Mexico, US stress attacking cartels’ business models, guns

MEXICO CITY (AP) — A security meeting between Mexican and U.S. officials on Thursday stressed attacking drug cartels’ business interests, the guns they use and the addictions they profit from.

Mexico’s Foreign Relations Department said the talks proved that a good relationship exists between the administrations of U.S. President Joe Biden and Mexican President Andrés Manuel López Obrador.

The department said the two countries set as priorities “reducing the flow of arms and drugs, reducing the violence caused by organized crime, treating addictions as a public health problem and attacking the finances of criminal organizations.”

It said there was “broad agreement” between the two countries, but there have been apparent frictions. López Obrador has implemented a policy of avoiding confrontations with the cartels, and imposed limits on foreign law enforcement agents working in Mexico.
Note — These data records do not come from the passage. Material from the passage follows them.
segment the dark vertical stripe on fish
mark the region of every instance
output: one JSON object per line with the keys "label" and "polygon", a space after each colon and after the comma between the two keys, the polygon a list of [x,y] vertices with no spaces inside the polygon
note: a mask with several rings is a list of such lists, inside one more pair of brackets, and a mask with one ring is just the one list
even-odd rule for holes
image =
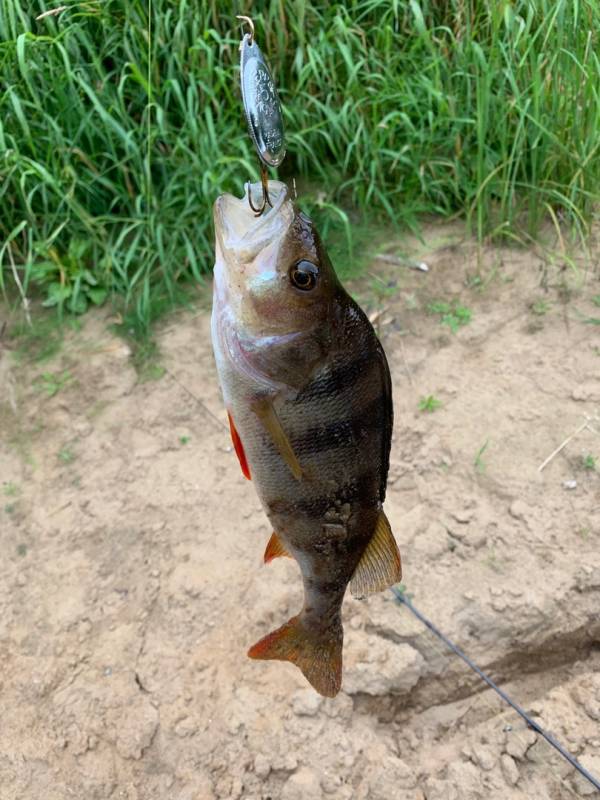
{"label": "dark vertical stripe on fish", "polygon": [[274,499],[268,501],[269,510],[274,514],[302,514],[311,519],[323,519],[329,509],[348,503],[369,508],[379,505],[378,476],[373,471],[358,475],[336,491],[315,497],[297,500]]}
{"label": "dark vertical stripe on fish", "polygon": [[357,358],[338,359],[328,369],[318,375],[296,398],[297,403],[338,397],[347,389],[356,385],[365,368],[372,363],[373,352],[370,348],[361,348]]}
{"label": "dark vertical stripe on fish", "polygon": [[[292,439],[294,450],[300,454],[322,453],[338,447],[351,447],[367,436],[381,435],[387,414],[388,398],[379,394],[363,408],[356,404],[351,416],[333,422],[314,425]],[[360,396],[357,398],[360,403]]]}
The talks stressed “a framework based on intelligence work against the business models of organized crime.” Mexico has long relied on U.S. intelligence, but that cooperation may have been hampered by Mexico’s decision this year to withdraw immunity for foreign agents and restrict their activities in Mexico.

Mexico also strong-armed the United States into releasing a former Mexican defense secretary arrested in Los Angeles in October on drug charges. Mexico cleared retired Gen. Salvador Cienfuegos after conducting only a cursory investigation of the U.S. evidence against him, and then published the whole case file.
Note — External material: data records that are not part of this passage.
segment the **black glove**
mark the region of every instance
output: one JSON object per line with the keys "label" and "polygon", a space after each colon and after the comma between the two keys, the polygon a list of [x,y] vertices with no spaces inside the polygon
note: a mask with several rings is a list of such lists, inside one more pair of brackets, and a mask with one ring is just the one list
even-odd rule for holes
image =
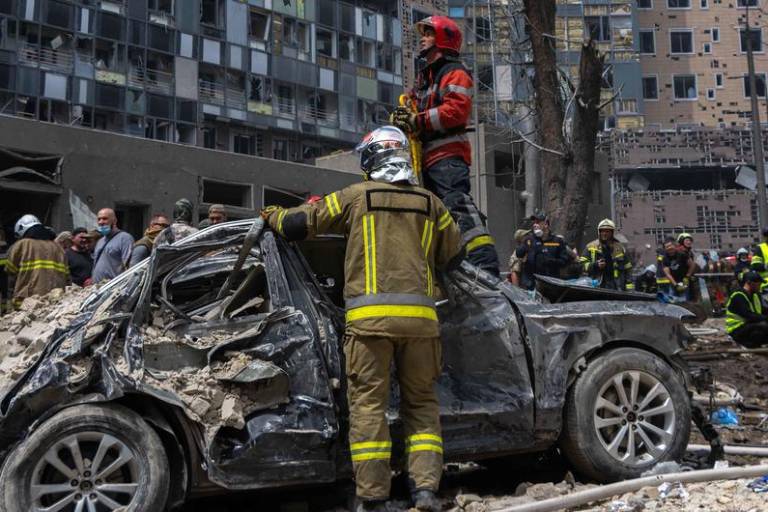
{"label": "black glove", "polygon": [[397,107],[389,115],[389,122],[405,133],[416,133],[419,131],[416,114],[408,107]]}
The Mexican delegation was led by Foreign Relations Secretary Marcelo Ebrard, while the U.S. was represented by Juan Gonzalez, the National Security Council’s senior director for the Western Hemisphere.

López Obrador has stressed attending to the root social causes of violence by creating job, scholarship and apprentice programs for youths. But at the same time he has said Mexico is no longer interested in arresting drug lords or engaging in shootouts with cartels.

However, his policies have not been effective in the short term in significantly reducing gang-related violence.